Mapa da etapa e track GPX
Este mapa mostra por onde passa a etapa. Para o percurso exato, a altimetria e um track GPX descarregável, usa estes recursos para peregrinos:
Distância e dificuldade
A etapa tem cerca de 14,3 km e é classificada como fácil: à volta de 135 m de subida distribuídos por ondulação suave, sem qualquer subida sustentada. A maioria cumpre-a em três a quatro horas a bom ritmo. Há duas coisas a prever: a exposição e o piso — o percurso fica junto ao Atlântico aberto com muito pouca sombra, e um longo troço central segue a estrada da costa (a PO-552), onde a inclinação transversal e algum trânsito exigem cuidado. Comece com as garrafas cheias e proteção solar, sobretudo do fim da primavera ao início do outono.
Percurso e variantes
A Rota da Costa sinalizada sai de A Guarda para norte e quase não perde o mar de vista durante todo o dia. Na maior parte da etapa o traçado oficial segue a estrada costeira PO-552 e os trilhos da margem ao lado dela; em vários pontos pode descer às rochas e praias que correm paralelas à estrada. Não há alternativa interior relevante nesta etapa — o corredor entre os montes e o Atlântico é estreito, por isso quase todos caminham a mesma linha panorâmica até Oia.
A etapa, troço a troço
Sai de A Guarda passando pelo Museo do Mar e apanha o trilho costeiro. Nos primeiros quilómetros chega às praias de Praia Fedorento e Praia Area Grande, e depois passa a Cetárea da Redonda, um viveiro de marisco de água do mar escavado na rocha na década de 1890. O caminho junta-se à PO-552 no longo troço central aberto. Em Portecelo, a cerca de dois terços do percurso, procure os Petróglifos de Portecelo (gravuras da Idade do Bronze) e um café — a última paragem fiável antes de Oia. Um pouco mais à frente, a pequena Ermida de San Sebastián, reconstruída em 1770, debruça-se sobre o mar, e logo depois surgem o mosteiro e a aldeia de Oia.

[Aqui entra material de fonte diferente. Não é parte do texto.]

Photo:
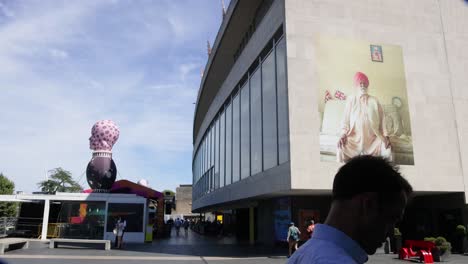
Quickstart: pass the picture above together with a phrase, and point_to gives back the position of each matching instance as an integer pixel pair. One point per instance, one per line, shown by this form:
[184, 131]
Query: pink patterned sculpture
[104, 134]
[101, 171]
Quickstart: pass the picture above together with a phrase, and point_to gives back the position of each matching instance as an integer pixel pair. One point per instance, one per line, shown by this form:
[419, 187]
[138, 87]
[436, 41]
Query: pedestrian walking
[119, 229]
[369, 196]
[310, 229]
[177, 225]
[293, 238]
[186, 226]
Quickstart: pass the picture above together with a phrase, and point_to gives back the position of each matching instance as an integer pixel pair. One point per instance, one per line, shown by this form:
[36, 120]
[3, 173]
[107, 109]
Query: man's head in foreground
[369, 198]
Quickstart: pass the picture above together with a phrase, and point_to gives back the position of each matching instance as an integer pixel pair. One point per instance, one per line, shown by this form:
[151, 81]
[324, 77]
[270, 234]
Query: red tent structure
[125, 186]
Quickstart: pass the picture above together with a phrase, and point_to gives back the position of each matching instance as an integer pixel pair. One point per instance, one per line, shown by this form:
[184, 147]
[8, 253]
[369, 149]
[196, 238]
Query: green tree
[7, 209]
[60, 181]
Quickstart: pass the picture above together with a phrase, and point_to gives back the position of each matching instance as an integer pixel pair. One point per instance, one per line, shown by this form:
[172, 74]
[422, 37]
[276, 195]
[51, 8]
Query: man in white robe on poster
[363, 131]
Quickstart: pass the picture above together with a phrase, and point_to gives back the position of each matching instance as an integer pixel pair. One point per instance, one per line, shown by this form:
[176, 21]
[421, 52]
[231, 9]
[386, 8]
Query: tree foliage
[60, 181]
[7, 209]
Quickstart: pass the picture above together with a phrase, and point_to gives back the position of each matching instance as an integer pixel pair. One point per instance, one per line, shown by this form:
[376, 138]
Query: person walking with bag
[310, 229]
[293, 237]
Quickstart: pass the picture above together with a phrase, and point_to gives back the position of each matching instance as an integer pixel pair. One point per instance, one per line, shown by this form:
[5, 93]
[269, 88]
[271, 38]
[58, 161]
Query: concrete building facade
[261, 153]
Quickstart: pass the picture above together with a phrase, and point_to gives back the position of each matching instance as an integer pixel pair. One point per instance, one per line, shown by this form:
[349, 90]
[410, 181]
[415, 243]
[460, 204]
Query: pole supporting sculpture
[101, 171]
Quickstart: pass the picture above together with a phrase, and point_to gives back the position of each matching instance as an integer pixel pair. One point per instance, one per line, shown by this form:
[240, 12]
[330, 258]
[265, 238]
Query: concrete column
[45, 219]
[251, 225]
[104, 234]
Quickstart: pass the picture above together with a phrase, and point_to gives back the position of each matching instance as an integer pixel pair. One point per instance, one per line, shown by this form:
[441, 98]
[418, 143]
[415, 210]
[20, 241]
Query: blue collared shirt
[329, 245]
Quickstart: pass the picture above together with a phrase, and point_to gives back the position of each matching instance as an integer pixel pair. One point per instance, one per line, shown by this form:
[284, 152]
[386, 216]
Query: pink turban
[361, 77]
[104, 134]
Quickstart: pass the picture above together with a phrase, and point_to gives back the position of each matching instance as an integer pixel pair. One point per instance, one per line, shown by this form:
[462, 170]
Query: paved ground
[192, 248]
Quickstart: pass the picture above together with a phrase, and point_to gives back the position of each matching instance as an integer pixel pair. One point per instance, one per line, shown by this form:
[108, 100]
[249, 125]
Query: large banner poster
[363, 103]
[282, 218]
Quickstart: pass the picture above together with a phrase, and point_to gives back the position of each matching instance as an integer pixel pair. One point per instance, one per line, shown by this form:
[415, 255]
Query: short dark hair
[369, 174]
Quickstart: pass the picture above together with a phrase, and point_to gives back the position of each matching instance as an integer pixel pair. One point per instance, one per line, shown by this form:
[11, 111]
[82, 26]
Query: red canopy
[124, 186]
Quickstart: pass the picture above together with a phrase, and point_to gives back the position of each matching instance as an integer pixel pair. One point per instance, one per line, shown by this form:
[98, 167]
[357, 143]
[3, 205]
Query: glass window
[216, 154]
[283, 122]
[228, 144]
[203, 156]
[255, 123]
[131, 213]
[208, 151]
[245, 131]
[212, 147]
[270, 146]
[75, 219]
[236, 138]
[222, 148]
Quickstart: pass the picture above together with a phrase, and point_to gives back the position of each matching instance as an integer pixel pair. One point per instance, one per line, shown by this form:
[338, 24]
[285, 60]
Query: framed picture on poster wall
[376, 53]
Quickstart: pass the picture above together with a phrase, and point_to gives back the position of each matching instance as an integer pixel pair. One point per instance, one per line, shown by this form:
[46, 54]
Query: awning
[125, 186]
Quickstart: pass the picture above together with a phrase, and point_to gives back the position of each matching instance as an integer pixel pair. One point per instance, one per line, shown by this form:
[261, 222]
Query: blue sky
[67, 64]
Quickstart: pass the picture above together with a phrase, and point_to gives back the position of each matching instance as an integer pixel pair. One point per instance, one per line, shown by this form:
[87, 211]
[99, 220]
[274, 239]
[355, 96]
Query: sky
[66, 64]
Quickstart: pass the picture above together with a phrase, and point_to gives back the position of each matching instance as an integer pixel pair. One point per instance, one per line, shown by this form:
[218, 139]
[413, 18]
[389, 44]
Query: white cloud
[68, 64]
[58, 54]
[4, 10]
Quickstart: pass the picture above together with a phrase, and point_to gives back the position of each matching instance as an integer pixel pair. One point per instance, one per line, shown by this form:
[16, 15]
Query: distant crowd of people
[200, 226]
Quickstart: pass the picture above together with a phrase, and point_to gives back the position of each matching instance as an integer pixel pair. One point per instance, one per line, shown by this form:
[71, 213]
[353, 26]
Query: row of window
[250, 133]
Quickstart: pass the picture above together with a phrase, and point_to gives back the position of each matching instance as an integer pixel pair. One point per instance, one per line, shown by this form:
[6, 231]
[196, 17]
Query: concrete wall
[183, 201]
[433, 37]
[275, 179]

O mosteiro de Santa María de Oia
Oia organiza-se em torno do Mosteiro de Santa María de Oia, um mosteiro cisterciense fundado em 1137 e o único da Galiza situado diretamente sobre o Atlântico aberto. Os seus monges defenderam esta costa de piratas e corsários durante séculos — um papel reconhecido em 1624, quando a coroa o nomeou Real e Imperial Mosteiro — e o edifício foi depois desde casa religiosa a campo de prisioneiros durante a Guerra Civil. É de propriedade privada e está em restauro, por isso as visitas são irregulares; mesmo visto só por fora, a igreja que se ergue do próprio muro do mar é o grande marco da etapa.
A chegada a Oia
Oia é uma pequena aldeia de pescadores em torno do porto e do mosteiro, não uma vila — conte com um punhado de bares e pensões, não um centro de serviços completo. É uma paragem tranquila e cheia de atmosfera se quiser etapas curtas, mas as camas são limitadas e enchem na época alta, por isso reserve com antecedência. Muitos peregrinos fazem em Oia uma pausa para comer e ver o mosteiro e seguem para Baiona no mesmo dia.
Onde dormir e comer
O alojamento em Oia é limitado e sazonal. A opção de peregrino é o Albergue Caminho Portugues; para quarto privado, a Casa Puertas (uma casa rural) e o Hotel A Raiña são os nomes que se repetem nos guias atuais. O antigo albergue La Cala, sobre a falésia, fechou em definitivo — ignore as listagens antigas que ainda o mostram. Para comer, o café de Portecelo é a paragem intermédia fiável, e a própria Oia tem alguns bares no porto. Como os abastecimentos são escassos, trate A Guarda como o seu verdadeiro ponto de reabastecimento antes de partir. Confirme sempre a cama na véspera na época alta, em vez de chegar à aventura.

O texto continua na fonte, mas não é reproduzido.